Jodi Picoult: Hollow Bones
Event Description
Ladybird Books and Charleston Music Hall are proud to host #1 New York Times bestselling author Jodi Picoult on Tuesday, September 29th to celebrate her 30th novel, Hollow Bones. Picoult is known for her vivid characters and exploration of the human experience, and her latest book is no exception. Set to publish on September 15, Hollow Bones is “a riveting novel about the risks we take to protect the ones we love in a world where crisis is always just around the corner.”

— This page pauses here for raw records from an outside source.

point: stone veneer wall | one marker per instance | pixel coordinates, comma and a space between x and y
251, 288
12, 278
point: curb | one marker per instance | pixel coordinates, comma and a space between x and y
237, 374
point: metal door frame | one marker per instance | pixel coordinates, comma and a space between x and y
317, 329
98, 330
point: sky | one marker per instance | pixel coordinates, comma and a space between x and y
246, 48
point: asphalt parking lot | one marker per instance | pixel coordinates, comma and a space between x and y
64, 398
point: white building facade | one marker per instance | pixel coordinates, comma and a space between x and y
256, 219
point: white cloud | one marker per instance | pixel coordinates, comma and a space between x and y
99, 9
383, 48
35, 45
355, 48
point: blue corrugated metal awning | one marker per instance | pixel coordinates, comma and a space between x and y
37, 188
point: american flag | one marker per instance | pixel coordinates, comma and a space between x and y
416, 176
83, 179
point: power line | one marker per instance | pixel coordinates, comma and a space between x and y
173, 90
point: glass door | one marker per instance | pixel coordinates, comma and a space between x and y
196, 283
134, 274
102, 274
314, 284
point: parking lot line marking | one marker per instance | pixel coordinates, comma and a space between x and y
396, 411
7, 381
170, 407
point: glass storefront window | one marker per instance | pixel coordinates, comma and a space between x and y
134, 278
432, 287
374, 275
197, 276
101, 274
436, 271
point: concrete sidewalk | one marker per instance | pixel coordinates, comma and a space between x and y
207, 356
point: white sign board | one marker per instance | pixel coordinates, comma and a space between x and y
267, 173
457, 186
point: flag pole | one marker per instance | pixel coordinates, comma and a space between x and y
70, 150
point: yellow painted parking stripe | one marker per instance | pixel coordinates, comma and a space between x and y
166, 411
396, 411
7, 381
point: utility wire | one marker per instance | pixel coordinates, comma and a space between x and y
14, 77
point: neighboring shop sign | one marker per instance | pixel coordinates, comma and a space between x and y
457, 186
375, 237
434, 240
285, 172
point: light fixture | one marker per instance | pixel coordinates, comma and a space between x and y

All tickets include a SIGNED copy of Hollow Bones and a professional photo with the author. The author will not be personalizing copies at the event.
ABOUT THE BOOK:
From the #1 New York Times bestselling author of By Any Other Name comes a riveting novel about the risks we take to protect the ones we love in a world where crisis is always just around the corner.
On September 11, 2001, when Molly Fitzgerald was only two months old, her mother went to an appointment at the World Trade Center and never came home. Her father and the stepmother who raised her couldn’t have loved her more, but she still grew up with a healthy dread of disasters.
Now an adult, she runs the Rhode Island Department for Emergency Preparedness, mapping out ways to save lives during storms, epidemics, and airplane crashes. She and her husband, Jesse—a police polygraph expert with his own history of crisis—have found a love that is a solace in a dangerous world. But then the unexpected upends their new marriage, leading them both to question everything they thought they knew.
Moving between past and present, Hollow Bones is an epic story of the lies we tell ourselves as we write the narratives of our lives, the plans we design to protect ourselves at the worst moments, and the ties that bind mothers and daughters.
Jodi Picoult Bio
Jodi Picoult is the #1 New York Times bestselling author of twenty-nine novels, renowned for combining richly drawn characters with timely and thought-provoking themes. Her 30th novel, HOLLOW BONES, will publish on September 15, 2026. Her books, including Mad Honey (co-written with Jennifer Finney Boylan), Wish You Were Here, The Book of Two Ways, A Spark of Light, Small Great Things, Leaving Time, and My Sister’s Keeper, have been translated widely and have reached millions of readers around the world. She has also co-authored two young adult novels, Between the Lines and Off the Page, with her daughter Samantha van Leer.
Picoult’s work is celebrated not only for its emotional depth and meticulous research but also for tackling complex moral and ethical issues with nuance and compassion. Whether writing about reproductive rights, racism, school shootings, or end-of-life choices, she invites readers into intimate, often controversial spaces that challenge assumptions and spark conversation.
In addition to her literary achievements, Picoult is a passionate and vocal advocate for intellectual freedom and the freedom to read. She has emerged as one of our nation’s most outspoken opponents of book banning, working with organizations such as PEN Americaand Unite Against Book Bans to defend the right to read. Her essays and speeches on the subject have resonated with educators, librarians, and readers nationwide.
Ladybird Books Bio
Ladybird Books opened in October 2025 and is a Charleston-based independent bookstore that curates with consideration, compassion, and curiosity. Every shelf is built with a point of view, celebrating voice, place, community, and the complicated, magnificent work of being human. From contemporary Southern fiction and nonfiction to memoirs that break you open and cookbooks that carry culture, Ladybird is a living ode to story, how it shapes us, saves us, and stitches us together.
Warm and inviting, Ladybird hosts everything from readings and workshops to lively conversations, gathering good people from here and everywhere. Rooted in the South, Ladybird reaches for the whole world. Here you’ll find Imani Perry next to Flannery O’Connor, sociologists next to storytellers, modern spiritual guides alongside voices from the kitchen table. Some sections ask what the South holds. Others ask what you hold sacred. All invite the questions that keep us curious, open, and coming back for more.